The steps taken by ICBC are not enough. ICBC has dropped insurance for luxury cars and plans to focus on distracted driving prevention and reducing the number of claims.

A focus on the growth in the severity of each claim should be the priority. This is where the aftermath of case law hurts the most. A tug of war exists between the judiciary’s power to influence the cost of bodily injury claims and ICBC’s request to raise rates. People will not be able to afford the rate increases necessary to sustain the current system.

In fairness to ICBC, it has cut costs significantly since its audit in 2012. Yet, the 4.9 per cent rate increase is inadequate to keep up with damages awarded at trial, which in turn influence settlement agreements.

The goals of the tort system, specifically to deter those generally from engaging in negligent behaviour while operating a vehicle, are being overshadowed by litigants.
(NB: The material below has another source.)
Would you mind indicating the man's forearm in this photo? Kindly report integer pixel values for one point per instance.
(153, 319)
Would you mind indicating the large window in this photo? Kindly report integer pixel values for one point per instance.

Amounts paid to represented litigants are 50 per cent higher than non-represented claimants. ICBC made national headlines in 2016 when the B.C. Supreme Court ordered that it pay $350,000 in punitive damages for malicious prosecution in Arsenovski v. Bodin 2016 B.C.J. No. 400 (appeal pending). Further, reductions in the discount rate from 2014 for future heads of damage increased the value of a claim.

What then is the alternative? Various provinces have adopted private and no-fault schemes. For example, Ontario operates a private insurance and no-fault regime; and Saskatchewan has implemented a restrictive no-fault scheme.

As a starting point, B.C. should look to each for guidance on what works. Broad financial and policy reasons underlie each of the schemes, which would likely better protect the interests of residents in B.C.

ICBC’s raison d’etre does not match the reality. Residents of B.C. are paying some of the highest premiums in Canada. The rising rates cannot keep up with the growth in the severity of claims. Regardless of political allegiance, the current auto insurance tort system in B.C. will soon go the way of the wooly mammoth. What formation the system takes will depend largely on who wins the election this spring.

Laurelly Dale is a civil and criminal litigator practising in Toronto and Kenora, Ont., with Dale Legal Firm:  www.dalelegalfirm.com. She was previously an employee of the Insurance Corporation of British Columbia (ICBC).  At the time this article was written she was an employee of LexisNexis Canada Inc. The opinions expressed are her own and do not reflect those of LexisNexis or ICBC.

This article has been revised from a previously published version.